Results: A total of 105 million person-years of health plan enrollment was recorded in the RDW between 1981 and 2018, with most healthcare utilization data available since early or middle 1990s. Among active enrollees on December 31, 2018, 15% were ≥65 years of age, 33.9% were non-Hispanic white, 43.3% Hispanic, 11.0% Asian, and 8.4% African American, and 34.4% of children (2-17 years old) and 72.1% of adults (≥18 years old) were overweight or obese. The age-adjusted prevalence of asthma, atrial fibrillation, diabetes mellitus, hypercholesteremia, and hypertension increased between 2001 and 2018. Hospitalization and Emergency Department (ED) visit rates appeared lower, and office visit rates seemed higher at KPSC compared to the reported US averages.

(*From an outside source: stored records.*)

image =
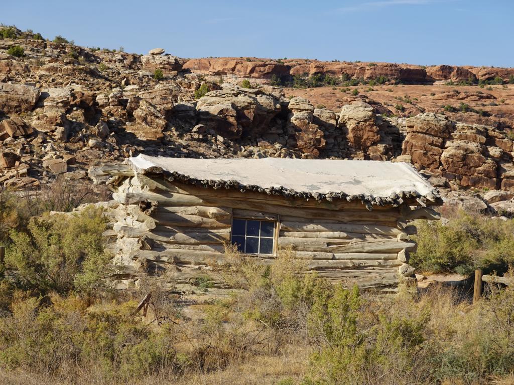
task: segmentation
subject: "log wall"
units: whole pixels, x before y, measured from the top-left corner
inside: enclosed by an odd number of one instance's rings
[[[109,232],[118,279],[172,271],[180,287],[208,276],[226,283],[213,266],[224,261],[233,217],[277,222],[276,244],[308,260],[321,277],[364,288],[394,290],[412,279],[409,253],[415,250],[408,221],[437,219],[417,202],[370,210],[360,202],[319,202],[254,192],[196,187],[163,178],[124,177],[114,197],[119,204]],[[274,256],[255,256],[263,263]]]

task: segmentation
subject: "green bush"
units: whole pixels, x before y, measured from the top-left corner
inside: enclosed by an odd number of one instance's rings
[[[506,272],[514,264],[514,220],[506,221],[458,211],[448,223],[420,221],[417,251],[410,263],[422,271],[470,274]]]
[[[200,88],[194,91],[194,98],[199,99],[200,98],[205,96],[205,94],[209,92],[209,85],[207,83],[204,83]]]
[[[154,71],[154,79],[156,80],[162,80],[164,79],[164,75],[162,74],[162,70],[159,69],[157,68]]]
[[[132,316],[137,303],[87,311],[87,304],[73,297],[51,300],[42,307],[34,297],[15,300],[11,315],[0,318],[3,367],[52,373],[72,362],[87,368],[94,361],[106,379],[125,380],[173,367],[173,333]]]
[[[69,41],[68,39],[63,37],[60,35],[58,35],[53,39],[54,43],[59,43],[61,44],[68,44],[69,43]]]
[[[7,50],[7,53],[16,57],[22,57],[25,55],[25,51],[20,46],[11,46]]]
[[[12,230],[5,263],[16,272],[16,286],[41,295],[85,296],[105,288],[106,222],[101,209],[89,206],[79,214],[32,218],[26,230]]]

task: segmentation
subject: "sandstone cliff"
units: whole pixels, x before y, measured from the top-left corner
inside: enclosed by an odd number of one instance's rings
[[[15,45],[24,55],[8,54]],[[425,83],[508,78],[510,70],[186,61],[163,53],[0,40],[0,184],[36,187],[59,176],[85,180],[92,165],[144,153],[401,160],[443,188],[514,190],[513,141],[502,127],[421,110],[388,117],[386,104],[360,97],[331,109],[305,98],[286,98],[284,88],[265,84],[273,74],[344,73]],[[209,81],[211,75],[231,82]],[[234,84],[242,78],[253,85]]]

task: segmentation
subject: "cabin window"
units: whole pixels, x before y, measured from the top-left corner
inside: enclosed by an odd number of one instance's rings
[[[276,222],[234,218],[232,243],[237,250],[248,254],[272,254]]]

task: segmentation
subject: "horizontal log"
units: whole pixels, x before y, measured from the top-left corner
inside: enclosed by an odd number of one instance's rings
[[[153,262],[210,265],[223,263],[225,254],[216,252],[167,249],[161,252],[136,250],[131,252],[129,257],[133,260],[144,258]]]
[[[503,283],[504,285],[514,284],[514,279],[507,277],[498,277],[495,275],[483,275],[482,281],[490,283]]]
[[[206,228],[230,228],[231,222],[229,219],[212,219],[197,215],[177,214],[163,210],[157,210],[150,216],[156,224],[167,226],[182,226]]]
[[[337,261],[311,261],[307,264],[311,270],[354,269],[361,267],[397,267],[401,262],[397,259],[339,259]],[[397,274],[398,269],[395,270]]]
[[[383,220],[378,220],[377,219],[362,219],[358,217],[354,217],[348,218],[345,220],[334,219],[310,219],[303,217],[291,217],[288,215],[283,215],[280,217],[281,222],[295,222],[298,223],[348,223],[352,224],[369,224],[372,222],[374,224],[380,225],[382,226],[390,226],[393,227],[396,225],[397,220],[395,218],[388,218]]]
[[[268,221],[277,221],[279,216],[276,214],[265,213],[255,210],[245,210],[242,208],[234,208],[232,211],[234,218],[244,218],[250,219],[266,219]]]
[[[356,240],[345,245],[328,245],[327,251],[333,253],[397,253],[403,249],[415,251],[417,244],[411,241],[397,239]]]
[[[394,253],[335,253],[334,259],[355,259],[372,261],[376,259],[397,259],[398,255]]]
[[[199,187],[190,184],[182,183],[174,181],[173,183],[164,180],[163,178],[149,177],[138,174],[132,178],[137,181],[132,181],[133,185],[139,184],[141,189],[150,188],[155,190],[158,189],[163,191],[174,192],[181,194],[190,194],[197,197],[206,201],[211,202],[219,202],[221,199],[226,199],[229,201],[240,201],[241,202],[247,202],[251,201],[264,205],[276,204],[281,206],[296,207],[301,208],[323,208],[328,210],[340,210],[343,208],[355,208],[356,209],[365,209],[365,206],[360,201],[348,202],[345,200],[337,200],[333,202],[323,201],[307,201],[301,198],[287,198],[280,196],[273,196],[256,192],[255,191],[247,191],[242,192],[235,190],[227,190],[226,189],[213,189]],[[407,199],[406,204],[410,201],[415,202],[415,199]],[[227,205],[223,205],[224,206]],[[232,206],[231,207],[235,207]],[[242,208],[249,208],[247,205]],[[391,209],[391,206],[374,206],[374,210]]]
[[[113,199],[123,204],[134,204],[141,201],[153,201],[159,205],[195,206],[204,205],[217,206],[217,203],[207,204],[207,202],[197,197],[187,194],[172,194],[160,191],[154,192],[124,191],[121,190],[113,194]]]
[[[396,239],[394,236],[387,236],[380,234],[363,234],[357,233],[345,232],[291,232],[282,230],[280,231],[281,237],[289,237],[306,239],[319,239],[326,242],[326,239]]]
[[[409,206],[402,207],[402,215],[406,219],[427,219],[437,221],[441,219],[441,215],[430,207],[419,207],[411,209]]]
[[[126,164],[93,166],[89,168],[87,174],[91,178],[103,177],[106,175],[114,177],[133,177],[136,175],[134,170]]]
[[[194,251],[214,252],[225,253],[225,246],[222,244],[182,244],[181,243],[167,243],[159,241],[153,241],[152,249],[161,253],[173,253],[180,252],[181,250],[192,250]]]
[[[230,232],[225,229],[206,229],[202,231],[202,229],[172,228],[163,225],[159,225],[152,231],[126,225],[117,225],[116,228],[119,234],[127,238],[146,237],[150,239],[167,243],[223,243],[230,240]],[[182,231],[186,232],[182,233]]]
[[[196,215],[218,220],[230,219],[232,216],[232,209],[229,207],[214,207],[211,206],[159,207],[155,212],[157,211],[181,215]]]
[[[394,271],[396,271],[395,272]],[[356,284],[363,289],[381,288],[397,285],[400,276],[395,268],[363,268],[351,270],[320,270],[319,277],[343,281],[348,286]]]
[[[316,223],[281,221],[280,229],[292,232],[348,232],[359,234],[396,236],[402,232],[396,227],[373,224],[352,223]],[[405,230],[403,232],[407,233]]]

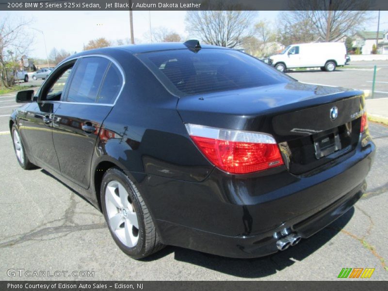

Discussion and conclusion: Although the RDW is unique to KPSC, its methodologies and experience may provide useful insights for researchers of other healthcare systems worldwide in the era of big data analysis.
背景:电子健康记录和许多遗留系统包含丰富的纵向数据,可用于研究;然而,它们通常不是现成的。材料和方法:在Kaiser Permanente Southern California (KPSC),一个研究数据仓库(RDW)自20世纪90年代末以来一直在开发和维护,并于2006年得到广泛扩展,用于汇总和标准化从内部和一些外部来源收集的数据。本文提供了RDW的高级概述,并讨论了用于研究的数据仓库或存储库的常见挑战。为了证明数据的应用,我们报告了选定医疗条件的数量、患者特征和年龄调整患病率以及选定医疗程序的使用率。结果:1981年至2018年期间,RDW共记录了1.05亿人年的健康计划登记,其中大多数医疗保健利用数据是在20世纪90年代早期或中期获得的。在2018年12月31日的积极参与者中,15%的人年龄≥65岁,33.9%为非西班牙裔白人,43.3%为西班牙裔,11.0%为亚洲人,8.4%为非洲裔美国人,34.4%的儿童(2-17岁)和72.1%的成年人(≥18岁)超重或肥胖。2001年至2018年间,哮喘、心房颤动、糖尿病、高胆固醇血症和高血压的年龄调整患病率有所增加。与报道的美国平均水平相比,KPSC的住院和急诊科(ED)就诊率似乎较低,办公室就诊率似乎较高。讨论与结论:虽然RDW是KPSC独有的,但其方法和经验可能为全球其他医疗保健系统的研究人员在大数据分析时代提供有用的见解。